Budden also spoke about Pennell’s 14-month wait to see an optometrist. Pennell wears bifocals and is reportedly having eyesight trouble, and Senior also presented his broken glasses – with only one ear piece – to the court.

The former HMP optometrist retired in January 2017, Budden explained, and staff were told a replacement doctor would take over.

“They came in for the first month or two, and then we didn’t see them again until this past July,” Budden said.

Pennell still didn’t get his appointment, the nurse practitioner explained, since his referral had accidentally been overlooked.

Last winter, Pennell had surgery for a hernia, Budden said, and was placed in the prison’s Special Handling Unit (SHU) when he was released from hospital, so he could be monitored 24 hours a day. Budden said Pennell developed a hematoma at the surgery site which caused the site to open, and Pennell had to return to hospital for new stitches.

“(Pennell) says that in the SHU, he was told he had to clean the place up himself, even though it was filthy and he was recovering from surgery. Is that true?” Senior asked Budden.

“I can’t speak to proper protocol, that’s up to correctional staff,” Budden replied. “But my understanding is the inmates are responsible for the cleanliness of their living area.”

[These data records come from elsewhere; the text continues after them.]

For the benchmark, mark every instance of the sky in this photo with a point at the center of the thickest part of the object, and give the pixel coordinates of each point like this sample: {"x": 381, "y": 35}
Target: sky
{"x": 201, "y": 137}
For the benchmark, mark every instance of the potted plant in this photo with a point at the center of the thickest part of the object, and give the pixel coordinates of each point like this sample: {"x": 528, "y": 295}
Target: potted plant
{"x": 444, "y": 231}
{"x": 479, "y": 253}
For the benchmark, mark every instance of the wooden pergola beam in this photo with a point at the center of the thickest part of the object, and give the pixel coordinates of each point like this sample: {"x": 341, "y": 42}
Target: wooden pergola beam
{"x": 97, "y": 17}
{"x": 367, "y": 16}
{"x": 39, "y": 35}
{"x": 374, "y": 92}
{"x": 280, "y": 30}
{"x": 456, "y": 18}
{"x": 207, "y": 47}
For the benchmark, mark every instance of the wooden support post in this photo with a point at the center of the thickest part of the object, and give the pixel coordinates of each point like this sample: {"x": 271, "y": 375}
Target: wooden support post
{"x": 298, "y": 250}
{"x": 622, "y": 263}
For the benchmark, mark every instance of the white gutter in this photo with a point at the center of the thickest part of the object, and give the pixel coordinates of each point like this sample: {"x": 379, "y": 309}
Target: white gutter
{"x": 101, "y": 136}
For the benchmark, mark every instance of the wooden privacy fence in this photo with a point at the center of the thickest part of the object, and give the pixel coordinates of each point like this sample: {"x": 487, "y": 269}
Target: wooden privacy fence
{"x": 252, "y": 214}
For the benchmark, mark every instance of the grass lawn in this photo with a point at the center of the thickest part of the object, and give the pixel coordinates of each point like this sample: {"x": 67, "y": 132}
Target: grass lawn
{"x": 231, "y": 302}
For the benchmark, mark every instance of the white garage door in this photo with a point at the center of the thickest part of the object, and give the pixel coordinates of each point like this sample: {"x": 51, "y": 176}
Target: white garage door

Senior suggested to Justice Donald Burrage that Pennell’s traumatic childhood and history of mental illness, the fact that he has no prior armed robbery convictions, his insight into his crimes and the conditions he has endured in HMP warrant a sentence of time served.

“I’m not suggesting for any moment that this excuses Mr. Pennell from going in and frightening (the gas station employee) and committing the armed robbery. There’s no excuse for that,” Senior said. “I’m offering it as an explanation for why he acts the way he does sometimes.”

Crown prosecutor Shawn Patten was quick to remind the judge that Pennell is not the victim in this case.

“What he experienced in his youth was horrific, there’s no question,” Patten said. “It has had an impact, no doubt. But we have to be responsible for our behaviour.”

Patten tendered Pennell’s criminal record, noting while it does not contain any prior convictions for armed robbery, he has multiple convictions for serious assaults.

Pennell’s record is more than two dozen pages long, and stretches back to 1983. Pennell has implicated his childhood trauma as a factor in his crimes a number of times in the past.

“The short of it is he’s been given multiple opportunities to turn his life around,” Patten continued. “We’ve received an apology from him. That’s great. But the court has to consider what weight to give that when it comes to a record of 30-plus years.

With respect to conditions inside HMP, Patten asked the judge to “tread lightly,” pointing out the prison does have an addictions treatment policy in place, even though Pennell didn’t accept it. Pennell’s health issues after his surgery were dealt with, Patten stressed, and said he was unable to “prove or disprove” the tears in Pennell’s sneakers had been caused by rats.

“I ask the court to remember the words and the emotion expressed by (the victim) today in having to relive what happened for the court,” Patten said.

Patten suggested a jail sentence of four years, minus 25 months or so for credit Pennell has earned on remand.

Burrage is scheduled to deliver his sentencing verdict Sept. 20.